The Valley Mountain Regional Center, the area's state-funded agency for developmental disabilities, coordinates the service network in collaboration with local education agencies. The network cuts across the school districts of Amador, Calaveras, San Joaquin, Stanislaus, and Tuolumne counties. The regional center also evaluates children in a clinic that includes a psychologist, a behavior analyst, school district representatives g, and a parent representative from the Family Resource Network. Private providers, such as the highly respected Kendall School and the Central Valley Autism Project (a Lovaas replication site) run ABA programs under contract to the center, and there is tight coordination with public schools.

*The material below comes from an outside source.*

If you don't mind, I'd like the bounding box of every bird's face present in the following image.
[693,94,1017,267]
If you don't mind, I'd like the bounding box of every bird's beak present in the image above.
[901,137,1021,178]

To make all this happen, local officials have transcended traditional barriers between public education and private, between "experts" and parents, and, most important, between two government bureaucracies charged with serving the disabled. In California, the Department of Developmental Services, represented locally by regional centers, typically serves the disabled from birth until age three and then from twenty-two until death. The Department of Education, through local districts, handles the intervening years. (Although the details vary from state to state, all have a similar division of responsibility.) In the Valley Mountain region, the players have come together to share the costs of treating autistic youngsters, often 50/50.

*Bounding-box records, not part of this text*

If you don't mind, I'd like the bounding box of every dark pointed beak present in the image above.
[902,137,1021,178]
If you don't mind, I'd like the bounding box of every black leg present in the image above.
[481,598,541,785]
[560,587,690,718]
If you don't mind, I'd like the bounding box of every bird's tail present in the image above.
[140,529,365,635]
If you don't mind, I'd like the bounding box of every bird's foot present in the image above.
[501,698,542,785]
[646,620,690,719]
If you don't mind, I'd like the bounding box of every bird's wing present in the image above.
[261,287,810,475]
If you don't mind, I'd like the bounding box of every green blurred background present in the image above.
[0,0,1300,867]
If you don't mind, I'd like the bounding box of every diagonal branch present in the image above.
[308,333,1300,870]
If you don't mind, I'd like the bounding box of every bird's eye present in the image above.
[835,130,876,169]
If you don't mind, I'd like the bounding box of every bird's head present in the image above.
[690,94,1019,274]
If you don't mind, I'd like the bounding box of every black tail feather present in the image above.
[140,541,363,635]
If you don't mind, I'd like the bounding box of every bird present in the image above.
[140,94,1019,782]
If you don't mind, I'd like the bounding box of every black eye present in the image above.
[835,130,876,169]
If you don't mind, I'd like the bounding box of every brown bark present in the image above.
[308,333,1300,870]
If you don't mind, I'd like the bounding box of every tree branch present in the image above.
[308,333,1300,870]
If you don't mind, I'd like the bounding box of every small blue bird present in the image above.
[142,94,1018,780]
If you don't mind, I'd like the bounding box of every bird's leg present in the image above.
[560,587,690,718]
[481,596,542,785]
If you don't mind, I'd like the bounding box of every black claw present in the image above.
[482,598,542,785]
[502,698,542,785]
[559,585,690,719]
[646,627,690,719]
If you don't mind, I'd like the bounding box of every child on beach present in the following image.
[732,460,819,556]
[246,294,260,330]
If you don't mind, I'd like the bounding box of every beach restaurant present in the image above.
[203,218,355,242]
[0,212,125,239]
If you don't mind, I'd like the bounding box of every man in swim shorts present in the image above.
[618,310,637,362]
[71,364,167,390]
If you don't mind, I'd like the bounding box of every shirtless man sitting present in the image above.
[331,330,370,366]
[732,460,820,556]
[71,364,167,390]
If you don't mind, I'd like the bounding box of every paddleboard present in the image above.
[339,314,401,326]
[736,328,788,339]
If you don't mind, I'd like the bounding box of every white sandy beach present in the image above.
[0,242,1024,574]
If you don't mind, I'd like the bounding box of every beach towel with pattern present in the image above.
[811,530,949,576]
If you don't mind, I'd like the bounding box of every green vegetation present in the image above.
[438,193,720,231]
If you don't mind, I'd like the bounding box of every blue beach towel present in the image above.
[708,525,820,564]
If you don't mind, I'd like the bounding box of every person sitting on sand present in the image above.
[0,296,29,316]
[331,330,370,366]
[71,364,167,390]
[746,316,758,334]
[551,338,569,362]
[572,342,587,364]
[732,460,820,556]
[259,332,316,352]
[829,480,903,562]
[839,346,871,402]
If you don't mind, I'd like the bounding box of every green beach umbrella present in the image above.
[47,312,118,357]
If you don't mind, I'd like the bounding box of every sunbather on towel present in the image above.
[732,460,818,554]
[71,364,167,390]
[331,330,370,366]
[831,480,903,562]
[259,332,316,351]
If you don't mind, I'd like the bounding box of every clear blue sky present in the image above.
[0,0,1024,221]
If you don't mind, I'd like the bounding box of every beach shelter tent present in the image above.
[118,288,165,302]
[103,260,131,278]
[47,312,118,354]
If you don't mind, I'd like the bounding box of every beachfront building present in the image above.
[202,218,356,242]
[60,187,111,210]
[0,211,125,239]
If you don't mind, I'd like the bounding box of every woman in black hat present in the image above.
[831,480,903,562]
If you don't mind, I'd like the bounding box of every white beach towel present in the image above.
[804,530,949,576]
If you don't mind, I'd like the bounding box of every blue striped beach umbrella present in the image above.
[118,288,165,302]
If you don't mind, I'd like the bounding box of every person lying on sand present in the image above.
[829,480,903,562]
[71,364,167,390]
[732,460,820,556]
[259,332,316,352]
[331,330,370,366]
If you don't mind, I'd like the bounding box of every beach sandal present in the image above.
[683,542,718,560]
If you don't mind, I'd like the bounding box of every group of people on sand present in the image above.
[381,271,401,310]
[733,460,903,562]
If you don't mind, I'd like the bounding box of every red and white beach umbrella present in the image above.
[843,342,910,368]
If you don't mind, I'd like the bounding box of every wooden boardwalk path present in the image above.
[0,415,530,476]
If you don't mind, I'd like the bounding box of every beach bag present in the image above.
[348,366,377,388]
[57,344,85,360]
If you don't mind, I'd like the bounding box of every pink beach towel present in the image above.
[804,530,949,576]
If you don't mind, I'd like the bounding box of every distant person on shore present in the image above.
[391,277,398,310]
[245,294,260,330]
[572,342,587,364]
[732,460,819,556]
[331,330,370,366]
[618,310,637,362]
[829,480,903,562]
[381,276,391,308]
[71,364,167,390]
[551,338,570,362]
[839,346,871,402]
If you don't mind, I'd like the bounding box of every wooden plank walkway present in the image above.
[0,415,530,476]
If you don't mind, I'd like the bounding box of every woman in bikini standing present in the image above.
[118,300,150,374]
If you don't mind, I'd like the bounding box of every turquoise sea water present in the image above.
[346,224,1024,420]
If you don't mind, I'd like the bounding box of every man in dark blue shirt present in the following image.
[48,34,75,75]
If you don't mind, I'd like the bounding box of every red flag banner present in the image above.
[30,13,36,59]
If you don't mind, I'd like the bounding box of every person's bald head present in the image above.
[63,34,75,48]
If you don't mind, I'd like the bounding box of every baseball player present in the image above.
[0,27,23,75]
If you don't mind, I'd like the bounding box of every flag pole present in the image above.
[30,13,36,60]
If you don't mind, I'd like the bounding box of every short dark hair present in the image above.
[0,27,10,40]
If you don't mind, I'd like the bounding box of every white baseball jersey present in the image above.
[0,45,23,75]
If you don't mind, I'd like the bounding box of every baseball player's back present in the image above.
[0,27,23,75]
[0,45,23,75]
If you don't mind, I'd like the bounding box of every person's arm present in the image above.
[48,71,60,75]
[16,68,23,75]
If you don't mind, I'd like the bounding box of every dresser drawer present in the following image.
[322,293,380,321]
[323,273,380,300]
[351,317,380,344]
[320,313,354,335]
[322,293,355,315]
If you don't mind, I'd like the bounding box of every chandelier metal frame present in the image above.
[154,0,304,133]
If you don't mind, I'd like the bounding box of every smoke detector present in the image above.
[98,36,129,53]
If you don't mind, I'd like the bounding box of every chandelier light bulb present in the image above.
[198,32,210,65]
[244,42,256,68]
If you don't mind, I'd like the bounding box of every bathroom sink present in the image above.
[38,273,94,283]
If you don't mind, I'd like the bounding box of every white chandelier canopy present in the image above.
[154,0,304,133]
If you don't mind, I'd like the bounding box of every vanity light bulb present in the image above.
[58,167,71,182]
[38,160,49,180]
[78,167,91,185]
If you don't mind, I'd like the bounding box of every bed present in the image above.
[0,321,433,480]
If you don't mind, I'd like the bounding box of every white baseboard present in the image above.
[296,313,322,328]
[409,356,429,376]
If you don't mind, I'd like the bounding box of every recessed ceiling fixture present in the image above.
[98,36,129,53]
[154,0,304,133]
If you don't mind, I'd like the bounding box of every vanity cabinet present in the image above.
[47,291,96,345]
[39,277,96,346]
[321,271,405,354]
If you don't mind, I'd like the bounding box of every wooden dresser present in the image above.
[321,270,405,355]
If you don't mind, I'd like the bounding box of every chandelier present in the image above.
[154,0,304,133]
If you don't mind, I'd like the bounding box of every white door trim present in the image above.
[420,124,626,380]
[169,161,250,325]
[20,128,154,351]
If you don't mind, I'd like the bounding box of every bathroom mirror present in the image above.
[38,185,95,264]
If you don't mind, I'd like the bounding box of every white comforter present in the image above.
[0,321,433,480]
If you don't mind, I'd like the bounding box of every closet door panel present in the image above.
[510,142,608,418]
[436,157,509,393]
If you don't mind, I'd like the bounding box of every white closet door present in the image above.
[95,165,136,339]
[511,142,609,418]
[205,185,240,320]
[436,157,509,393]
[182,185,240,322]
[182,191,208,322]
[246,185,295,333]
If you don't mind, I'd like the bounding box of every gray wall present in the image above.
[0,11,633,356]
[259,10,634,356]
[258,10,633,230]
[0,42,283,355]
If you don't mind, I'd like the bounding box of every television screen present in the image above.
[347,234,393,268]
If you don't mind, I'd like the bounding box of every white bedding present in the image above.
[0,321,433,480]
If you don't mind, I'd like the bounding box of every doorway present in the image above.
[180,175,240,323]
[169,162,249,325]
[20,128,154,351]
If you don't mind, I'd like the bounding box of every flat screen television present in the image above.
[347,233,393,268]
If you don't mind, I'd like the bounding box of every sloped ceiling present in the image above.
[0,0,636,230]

By paying for all children after the age of three (and for some after they're seven, four years longer than legally mandated), the regional center is betting on reduced costs when those kids turn twenty-two and presumably have the skills to live and work independently. "In the long run, we'll save money," says Tara Sisemore-Hester, the center's coordinator of autism services. And by investing heavily in early intervention, school officials hope to reduce special education costs in later grades.

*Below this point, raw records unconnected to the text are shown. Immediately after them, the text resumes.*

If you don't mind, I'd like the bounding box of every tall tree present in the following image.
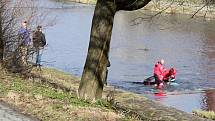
[78,0,151,100]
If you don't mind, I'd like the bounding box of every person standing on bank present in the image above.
[33,26,46,66]
[18,21,31,66]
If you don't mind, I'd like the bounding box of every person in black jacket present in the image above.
[33,26,46,66]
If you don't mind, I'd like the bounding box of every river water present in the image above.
[41,0,215,112]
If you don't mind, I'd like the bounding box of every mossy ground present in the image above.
[0,68,134,121]
[193,110,215,120]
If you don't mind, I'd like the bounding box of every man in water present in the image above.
[153,59,167,88]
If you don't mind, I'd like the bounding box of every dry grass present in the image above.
[0,69,135,121]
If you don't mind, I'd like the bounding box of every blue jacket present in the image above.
[18,27,31,45]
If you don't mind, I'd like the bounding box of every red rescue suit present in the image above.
[163,68,176,81]
[154,62,166,82]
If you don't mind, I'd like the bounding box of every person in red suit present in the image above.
[153,59,167,88]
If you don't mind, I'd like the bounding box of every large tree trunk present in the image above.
[78,0,116,99]
[78,0,150,100]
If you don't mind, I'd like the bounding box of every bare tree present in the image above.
[78,0,151,100]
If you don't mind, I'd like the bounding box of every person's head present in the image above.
[37,26,42,31]
[22,21,28,28]
[159,59,164,65]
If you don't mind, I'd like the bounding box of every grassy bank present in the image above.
[193,110,215,120]
[0,69,133,121]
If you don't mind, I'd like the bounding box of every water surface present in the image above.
[40,1,215,112]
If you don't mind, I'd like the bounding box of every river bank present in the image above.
[0,68,212,121]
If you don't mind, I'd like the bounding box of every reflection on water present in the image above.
[43,1,215,112]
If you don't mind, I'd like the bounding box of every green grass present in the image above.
[193,110,215,120]
[0,68,129,121]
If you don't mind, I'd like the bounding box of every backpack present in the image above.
[33,31,46,47]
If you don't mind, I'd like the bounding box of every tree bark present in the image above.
[78,0,116,100]
[78,0,150,100]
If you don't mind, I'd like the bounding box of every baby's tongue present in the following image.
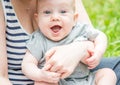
[51,25,61,33]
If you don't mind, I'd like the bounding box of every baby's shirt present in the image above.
[26,23,100,77]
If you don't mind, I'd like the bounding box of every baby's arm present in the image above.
[82,32,107,69]
[22,51,60,83]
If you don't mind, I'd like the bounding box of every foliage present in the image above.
[83,0,120,57]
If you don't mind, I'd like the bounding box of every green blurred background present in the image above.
[82,0,120,57]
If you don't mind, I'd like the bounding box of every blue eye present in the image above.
[43,10,51,14]
[61,10,67,13]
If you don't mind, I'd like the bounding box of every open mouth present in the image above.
[50,25,62,33]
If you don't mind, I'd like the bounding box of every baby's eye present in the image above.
[60,10,67,13]
[43,10,51,14]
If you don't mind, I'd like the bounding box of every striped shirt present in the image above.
[1,0,33,85]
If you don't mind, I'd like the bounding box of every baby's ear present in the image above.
[74,12,79,22]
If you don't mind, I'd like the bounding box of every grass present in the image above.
[83,0,120,57]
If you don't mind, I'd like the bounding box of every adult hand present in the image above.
[44,41,89,78]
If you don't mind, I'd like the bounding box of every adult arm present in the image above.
[0,1,12,85]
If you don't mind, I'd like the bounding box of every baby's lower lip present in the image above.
[51,25,61,33]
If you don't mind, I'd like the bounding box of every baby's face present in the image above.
[37,0,75,41]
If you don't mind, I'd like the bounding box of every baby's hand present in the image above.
[40,69,60,83]
[86,55,100,69]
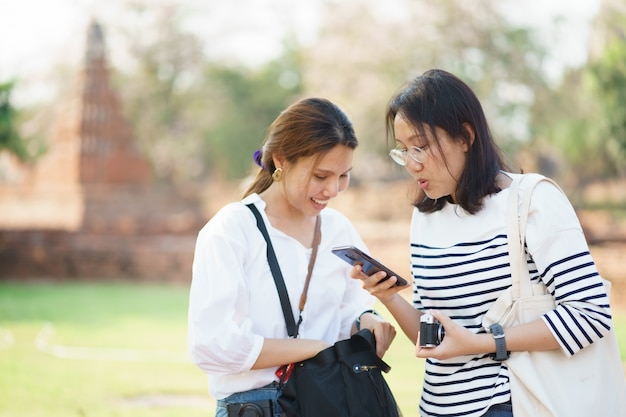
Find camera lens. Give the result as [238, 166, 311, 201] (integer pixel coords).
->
[420, 314, 446, 347]
[239, 403, 263, 417]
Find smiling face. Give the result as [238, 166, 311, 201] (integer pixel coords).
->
[393, 113, 468, 200]
[274, 145, 354, 216]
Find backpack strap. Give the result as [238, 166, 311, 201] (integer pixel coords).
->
[246, 203, 322, 337]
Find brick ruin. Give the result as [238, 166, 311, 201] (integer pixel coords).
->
[0, 22, 206, 281]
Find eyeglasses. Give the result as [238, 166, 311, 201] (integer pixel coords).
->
[389, 145, 429, 166]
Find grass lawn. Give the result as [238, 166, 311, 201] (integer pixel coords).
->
[0, 283, 626, 417]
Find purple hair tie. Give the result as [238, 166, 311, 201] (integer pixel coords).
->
[253, 149, 265, 169]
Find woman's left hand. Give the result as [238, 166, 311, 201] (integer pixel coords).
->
[361, 313, 396, 358]
[415, 311, 478, 359]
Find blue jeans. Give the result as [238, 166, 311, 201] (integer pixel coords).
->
[215, 382, 284, 417]
[483, 402, 513, 417]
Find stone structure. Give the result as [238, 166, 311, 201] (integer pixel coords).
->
[0, 18, 206, 280]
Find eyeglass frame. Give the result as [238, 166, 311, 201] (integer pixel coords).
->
[389, 144, 430, 166]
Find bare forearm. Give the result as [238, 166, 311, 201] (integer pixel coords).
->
[383, 293, 421, 343]
[252, 339, 329, 369]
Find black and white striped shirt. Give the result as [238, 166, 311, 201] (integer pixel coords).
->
[411, 175, 611, 417]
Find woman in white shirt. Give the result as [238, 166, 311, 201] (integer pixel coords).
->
[353, 70, 612, 417]
[189, 98, 395, 417]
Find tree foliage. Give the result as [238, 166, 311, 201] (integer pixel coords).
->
[529, 3, 626, 185]
[0, 82, 30, 160]
[587, 8, 626, 174]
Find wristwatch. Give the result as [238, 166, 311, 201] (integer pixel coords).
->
[354, 310, 380, 332]
[489, 323, 510, 361]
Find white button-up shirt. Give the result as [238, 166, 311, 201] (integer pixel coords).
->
[188, 194, 374, 399]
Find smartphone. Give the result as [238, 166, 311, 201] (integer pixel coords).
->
[332, 246, 408, 287]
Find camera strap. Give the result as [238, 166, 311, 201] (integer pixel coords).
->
[247, 203, 322, 338]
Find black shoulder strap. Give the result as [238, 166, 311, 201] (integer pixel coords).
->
[247, 203, 298, 337]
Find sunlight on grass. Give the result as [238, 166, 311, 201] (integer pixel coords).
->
[0, 283, 626, 417]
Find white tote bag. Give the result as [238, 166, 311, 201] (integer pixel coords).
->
[483, 174, 626, 417]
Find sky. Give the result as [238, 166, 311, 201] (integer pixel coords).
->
[0, 0, 600, 102]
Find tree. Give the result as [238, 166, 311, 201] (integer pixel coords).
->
[0, 81, 30, 161]
[588, 7, 626, 175]
[203, 48, 302, 178]
[305, 0, 546, 174]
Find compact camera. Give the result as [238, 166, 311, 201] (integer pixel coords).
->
[420, 313, 446, 347]
[226, 400, 274, 417]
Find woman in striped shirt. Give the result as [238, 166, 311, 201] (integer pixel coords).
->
[353, 70, 612, 417]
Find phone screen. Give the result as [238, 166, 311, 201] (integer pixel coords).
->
[332, 246, 408, 286]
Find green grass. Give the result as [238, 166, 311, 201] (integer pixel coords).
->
[0, 283, 626, 417]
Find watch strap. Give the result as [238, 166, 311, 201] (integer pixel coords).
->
[489, 323, 509, 361]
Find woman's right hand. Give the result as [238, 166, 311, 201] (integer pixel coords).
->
[350, 265, 411, 304]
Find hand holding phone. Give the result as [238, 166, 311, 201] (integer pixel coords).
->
[332, 246, 408, 287]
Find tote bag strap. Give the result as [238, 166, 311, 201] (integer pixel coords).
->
[507, 174, 563, 300]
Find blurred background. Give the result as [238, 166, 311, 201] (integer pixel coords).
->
[0, 0, 626, 416]
[0, 0, 626, 280]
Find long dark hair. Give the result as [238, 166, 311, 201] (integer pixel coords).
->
[386, 69, 507, 214]
[244, 98, 359, 197]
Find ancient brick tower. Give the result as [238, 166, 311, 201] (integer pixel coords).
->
[36, 22, 152, 186]
[0, 18, 206, 280]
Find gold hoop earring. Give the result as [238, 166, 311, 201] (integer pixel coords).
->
[272, 168, 283, 182]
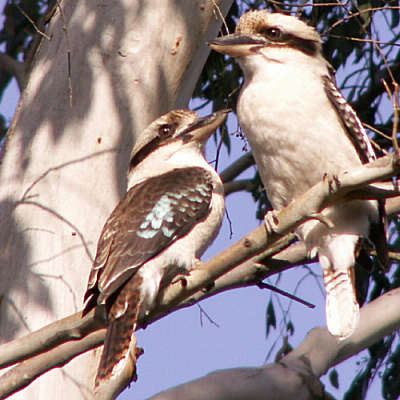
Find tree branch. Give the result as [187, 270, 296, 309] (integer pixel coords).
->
[0, 53, 26, 92]
[220, 152, 255, 183]
[0, 155, 400, 395]
[151, 289, 400, 400]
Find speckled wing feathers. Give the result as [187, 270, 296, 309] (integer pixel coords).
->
[84, 167, 213, 313]
[323, 76, 376, 164]
[323, 76, 389, 268]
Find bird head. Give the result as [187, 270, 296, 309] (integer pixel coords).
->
[130, 109, 230, 170]
[209, 10, 322, 58]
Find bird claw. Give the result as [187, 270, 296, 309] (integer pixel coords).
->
[264, 210, 279, 235]
[322, 173, 340, 194]
[171, 273, 189, 286]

"Young children -- that's where we really want to put our energies," says Sandee Kludt, assistant superintendent for special education for the San Joaquin County Office of Education. "The research is showing that for at least half of them, if we can get in early and do intensive services, we have a really good chance of making a difference."
Sisemore-Hester says 75 percent of the children in the region's early intensive programs make substantial progress on their individual education plans, or IEPs. About half of the kids wind up in general education with no extra support, indistinguishable from their classmates academically and socially. That's about the same track record the Lovaas Center claims. (No programs report better statistics, a clear sign that autism treatment still has a long way to go.) What happens beyond the school years -- whether the gains made at age five translate into successful living twenty years later -- nobody knows. The first children to receive the region's ambitious services are only now graduating from high school.
Joe, a senior at Calaveras High School, plays varsity football, wrestles, loves guitar, and has a 3.2 grade point average. He plans to attend community college next fall and wants to study music and history. His mother, an accountant by training, now works as an autism consultant, helping parents throughout California obtain services for their kids. She says she hasn't seen an early-education model that comes close to what the Valley Mountain region offers. But she believes that situation will change as educators and administrators realize they have a brief, precious opportunity to rewrite a life story.
"Autism once meant hopelessness, but that's certainly not the story line today," she observes. "It's loaded with hope. Kids like my son have given us all a whole different picture of what children with autism can achieve."